Amerikaner sollen auf Wahl gedrängt haben: Poroschenko und Tymoschenko lehnen ab

Petro Poroschenko war vor Wolodymyr Selenskyj Präsident der Ukraine. © dpa

München – Die US-Regierung hat offenbar Kontakt zur ukrainischen Opposition aufgenommen. Das mutmaßliche Ziel: Wahlen zu erzwingen, um Wolodymyr Selenskyj als ukrainischen Präsidenten zu stürzen.

Laut dem US-Nachrichtenportal „Politico“ haben vier hochrangige Mitarbeiter von US-Präsident Donald Trump Gespräche mit den ukrainischen Ex-Präsidenten Petro Poroschenko und Julija Tymoschenko aufgenommen. Dabei sei es darum gegangen, ob trotz des Kriegs schnell Wahlen durchgeführt werden könnten.

Gegen seinen Vorgänger Poroschenko, der durch seine Schokoladen-Firma und Rüstungsgeschäfte zum Milliardär wurde, hatte Selenskyj vor drei Wochen weitreichende Sanktionen verhängt und damit den Zorn der politischen Gegner auf sich gezogen. Demnach darf der ehemalige Staatschef die Ukraine nicht verlassen, außerdem hat er keinen Zugriff auf sein Vermögen mehr, darf nicht im Fernsehen oder Radio auftreten oder das Internet benutzen. Im ukrainischen Parlament kam es in der Folge zu tumultartigen Szenen.

Selenskyj warf Poroschenko vor „die nationale Sicherheit der Ukraine zerstört und Russland geholfen“ zu haben. Spekuliert wurde daraufhin, ob Poroschenko geheime Kontakte zu russischen Unterhändlern aufgenommen hatte.

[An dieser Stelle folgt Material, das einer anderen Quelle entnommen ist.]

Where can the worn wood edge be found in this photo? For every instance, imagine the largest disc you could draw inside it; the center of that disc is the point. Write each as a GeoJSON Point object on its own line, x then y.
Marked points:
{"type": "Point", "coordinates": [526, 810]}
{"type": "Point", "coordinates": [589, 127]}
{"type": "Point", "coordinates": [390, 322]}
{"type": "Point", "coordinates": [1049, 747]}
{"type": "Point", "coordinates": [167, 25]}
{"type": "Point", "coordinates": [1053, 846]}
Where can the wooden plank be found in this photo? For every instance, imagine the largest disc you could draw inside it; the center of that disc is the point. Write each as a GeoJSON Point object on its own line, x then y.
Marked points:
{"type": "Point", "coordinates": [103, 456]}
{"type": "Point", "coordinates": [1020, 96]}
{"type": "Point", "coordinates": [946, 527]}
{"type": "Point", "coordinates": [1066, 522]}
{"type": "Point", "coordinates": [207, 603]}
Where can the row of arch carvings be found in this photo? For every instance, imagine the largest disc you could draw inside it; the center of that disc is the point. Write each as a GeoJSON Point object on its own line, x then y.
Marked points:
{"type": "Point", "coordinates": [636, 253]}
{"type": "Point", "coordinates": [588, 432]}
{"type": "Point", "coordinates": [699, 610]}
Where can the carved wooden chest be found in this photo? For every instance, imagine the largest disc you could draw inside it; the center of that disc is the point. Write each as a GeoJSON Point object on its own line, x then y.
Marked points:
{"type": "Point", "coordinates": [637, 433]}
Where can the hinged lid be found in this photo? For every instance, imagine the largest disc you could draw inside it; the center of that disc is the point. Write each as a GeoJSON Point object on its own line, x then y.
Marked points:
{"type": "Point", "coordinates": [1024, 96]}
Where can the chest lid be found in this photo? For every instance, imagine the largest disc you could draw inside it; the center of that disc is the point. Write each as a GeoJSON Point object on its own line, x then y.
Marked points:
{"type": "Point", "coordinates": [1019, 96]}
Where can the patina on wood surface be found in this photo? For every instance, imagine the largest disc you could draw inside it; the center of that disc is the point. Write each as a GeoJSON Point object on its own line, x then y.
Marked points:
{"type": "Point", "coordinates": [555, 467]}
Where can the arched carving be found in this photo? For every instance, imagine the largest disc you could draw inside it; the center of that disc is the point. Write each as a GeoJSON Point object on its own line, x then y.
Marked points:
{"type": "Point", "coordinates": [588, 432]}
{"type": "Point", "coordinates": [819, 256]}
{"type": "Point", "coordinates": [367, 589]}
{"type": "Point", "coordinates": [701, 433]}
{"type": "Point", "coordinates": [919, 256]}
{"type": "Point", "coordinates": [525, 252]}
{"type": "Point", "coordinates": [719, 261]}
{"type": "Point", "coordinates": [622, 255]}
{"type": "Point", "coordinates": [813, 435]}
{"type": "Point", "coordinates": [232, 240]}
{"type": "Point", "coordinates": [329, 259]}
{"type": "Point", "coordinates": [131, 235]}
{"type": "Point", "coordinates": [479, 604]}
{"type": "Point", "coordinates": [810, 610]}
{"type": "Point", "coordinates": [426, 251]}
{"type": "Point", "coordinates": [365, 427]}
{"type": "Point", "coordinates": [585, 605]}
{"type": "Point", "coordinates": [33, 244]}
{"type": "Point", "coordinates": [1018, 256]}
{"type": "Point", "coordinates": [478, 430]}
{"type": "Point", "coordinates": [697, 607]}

Doch der mögliche Plan Trumps, Selenskyj durch Wahlen loszuwerden, scheint nicht aufzugehen: Poroschenko und Tymoschenko schlossen nach den Berichten über Gespräche mit US-Vertretern eine baldige Wahl aus. Sein Team sei stets „kategorisch gegen die Abhaltung von Wahlen während des Kriegs“ gewesen und vertrete diese Haltung nach wie vor, erklärte Poroschenko. Wahlen könnten nur im Fall einer Waffenruhe und Unterzeichnung eines Friedensabkommens mit Sicherheitsgarantien für die Ukraine stattfinden, betonte der Oppositionspolitiker, der von 2014 bis 2019 ukrainischer Präsident war.

Zudem ist Selenskyj auch dank des Eklats im Weißen Haus wieder unangefochten populär: Laut der jüngsten Umfrage unterstützen 44 Prozent seine Wiederwahl.